Weisfeiler disappeared in southern Chile while on a hiking holiday
during Gen. Augusto Pinochet’s dictatorship.
Weisfeiler
campaigners hope the CDE’s intervention in the human rights case
will put pressure on investigating Judge Jorge Zepeda. Zepeda is the
fourth judge charged with investigating the case since Weisfeiler
disappeared.
Boris Weisfeiler is the sole U.S. citizen still
unaccounted for among the 1,119 people who disappeared during the
17-year Pinochet dictatorship (1973-1990). He was a Russian-born
U.S. university math professor who is believed to have been turned
over to a German cult community (Colonia Dignidad) by Chilean
military officials, where he was most likely killed.
Two
years after Weisfeiler’s disappearance, a Chilean military informant
told U.S. embassy officials that he was a part of a military patrol
that arrested a foreign hiker two years earlier and concluded he was
a Russian spy. According to the informant, Weisfeiler was alive as
of 1987 and held in Colonia Dignidad, now known to have been a
torture center used by the military regime.
Since then there
have been no new leads in the case. The military has repeatedly
denied arresting Boris Weisfeiler or handing him over to Colonia
Dignidad.
Boris Weisfeiler’s sister and niece, Olga and Anna
Weisfeiler, met with President Michelle Bachelet last Friday during
her official visit to the United States.

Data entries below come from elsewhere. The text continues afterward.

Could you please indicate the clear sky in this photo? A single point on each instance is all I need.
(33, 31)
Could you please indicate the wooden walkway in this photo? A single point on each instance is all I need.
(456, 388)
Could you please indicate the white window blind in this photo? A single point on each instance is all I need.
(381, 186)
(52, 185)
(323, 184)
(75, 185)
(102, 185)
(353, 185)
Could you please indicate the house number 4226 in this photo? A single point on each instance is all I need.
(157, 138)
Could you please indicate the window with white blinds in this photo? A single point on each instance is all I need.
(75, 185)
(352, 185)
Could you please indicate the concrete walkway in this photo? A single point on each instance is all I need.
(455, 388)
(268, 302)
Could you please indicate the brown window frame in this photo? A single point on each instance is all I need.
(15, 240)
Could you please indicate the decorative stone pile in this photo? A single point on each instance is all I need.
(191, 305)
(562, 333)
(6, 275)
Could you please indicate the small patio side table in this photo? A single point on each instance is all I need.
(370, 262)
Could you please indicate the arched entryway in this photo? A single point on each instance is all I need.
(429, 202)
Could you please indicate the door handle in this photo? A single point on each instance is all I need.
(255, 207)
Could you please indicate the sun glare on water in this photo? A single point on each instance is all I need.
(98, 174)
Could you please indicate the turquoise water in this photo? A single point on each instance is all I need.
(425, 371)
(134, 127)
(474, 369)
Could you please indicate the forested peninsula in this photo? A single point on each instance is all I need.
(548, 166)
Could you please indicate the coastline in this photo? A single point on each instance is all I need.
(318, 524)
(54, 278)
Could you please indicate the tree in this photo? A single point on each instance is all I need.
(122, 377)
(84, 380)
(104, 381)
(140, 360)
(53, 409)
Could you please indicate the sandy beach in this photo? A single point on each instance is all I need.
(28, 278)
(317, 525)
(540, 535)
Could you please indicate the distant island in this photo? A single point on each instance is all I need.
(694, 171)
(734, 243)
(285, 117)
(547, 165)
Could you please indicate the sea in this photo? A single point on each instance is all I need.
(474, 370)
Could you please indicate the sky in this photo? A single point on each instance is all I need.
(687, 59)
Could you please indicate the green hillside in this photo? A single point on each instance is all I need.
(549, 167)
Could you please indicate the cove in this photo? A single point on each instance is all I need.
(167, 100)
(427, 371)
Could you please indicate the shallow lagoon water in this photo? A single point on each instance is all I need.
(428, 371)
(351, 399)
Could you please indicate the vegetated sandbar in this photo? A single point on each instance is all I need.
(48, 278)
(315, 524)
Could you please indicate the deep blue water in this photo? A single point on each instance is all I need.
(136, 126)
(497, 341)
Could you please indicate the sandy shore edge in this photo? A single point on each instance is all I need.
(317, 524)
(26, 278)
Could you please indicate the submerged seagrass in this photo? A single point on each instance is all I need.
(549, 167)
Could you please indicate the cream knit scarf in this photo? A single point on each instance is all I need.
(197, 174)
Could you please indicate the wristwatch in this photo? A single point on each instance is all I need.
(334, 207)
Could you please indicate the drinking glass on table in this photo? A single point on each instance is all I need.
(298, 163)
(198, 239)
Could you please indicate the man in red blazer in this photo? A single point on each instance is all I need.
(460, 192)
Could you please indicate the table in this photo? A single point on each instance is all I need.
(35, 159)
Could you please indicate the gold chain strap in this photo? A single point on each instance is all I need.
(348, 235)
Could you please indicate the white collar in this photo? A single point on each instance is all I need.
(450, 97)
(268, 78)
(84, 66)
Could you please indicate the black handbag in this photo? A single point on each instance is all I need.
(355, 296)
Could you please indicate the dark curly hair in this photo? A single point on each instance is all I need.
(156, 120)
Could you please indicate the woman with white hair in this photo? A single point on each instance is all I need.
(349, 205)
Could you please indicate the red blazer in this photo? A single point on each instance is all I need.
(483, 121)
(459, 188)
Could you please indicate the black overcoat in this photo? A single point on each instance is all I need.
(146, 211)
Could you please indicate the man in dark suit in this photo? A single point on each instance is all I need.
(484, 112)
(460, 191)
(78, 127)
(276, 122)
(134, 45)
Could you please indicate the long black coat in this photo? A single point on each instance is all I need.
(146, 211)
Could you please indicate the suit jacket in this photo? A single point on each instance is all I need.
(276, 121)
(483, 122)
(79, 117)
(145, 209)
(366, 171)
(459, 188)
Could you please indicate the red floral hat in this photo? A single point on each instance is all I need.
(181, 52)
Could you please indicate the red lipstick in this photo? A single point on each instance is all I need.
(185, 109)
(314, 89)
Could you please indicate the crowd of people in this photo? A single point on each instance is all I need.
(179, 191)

During their meeting in
Washington D.C. the Weifeilers urged Bachelet to bring a renewed
focus to the case (ST, June 8).
Bachelet promised to “do
everything possible” to find out exactly what happened in January,
1985. The president, who acknowledged the “chaotic” state of the
case, also recognized that there were still “many unanswered
questions that require greater investigation,” said Olga
Weisfeiler.
“It is encouraging that President Bachelet agreed
to meet with the Weisfeilers, and indicated a serious interest in
making a resolution of the case a higher priority,” said U.S.
Congressman Barney Frank, a Democratic Party Congressman who has
taken a special interest in the case. “I will continue to work with
the family to help ensure that the Chilean government lives up to
this commitment.”
Congressman Frank, as Olga and Anna
Weisfeilers’ Congressional representative, has repeatedly urged both
the U.S. Government and Chilean authorities to devote more resources
to the case and to expedite a full accounting of what happened to
Boris Weisfeiler.
Olga Weisfeiler visited Chile for the fifth
time this past March with a letter signed by U.S. senators and
representatives urging Bachelet to “continue the investigation of
Professor Weisfeiler’s disappearance, so that a resolution to this
tragic case can finally be achieved” (ST, March 23).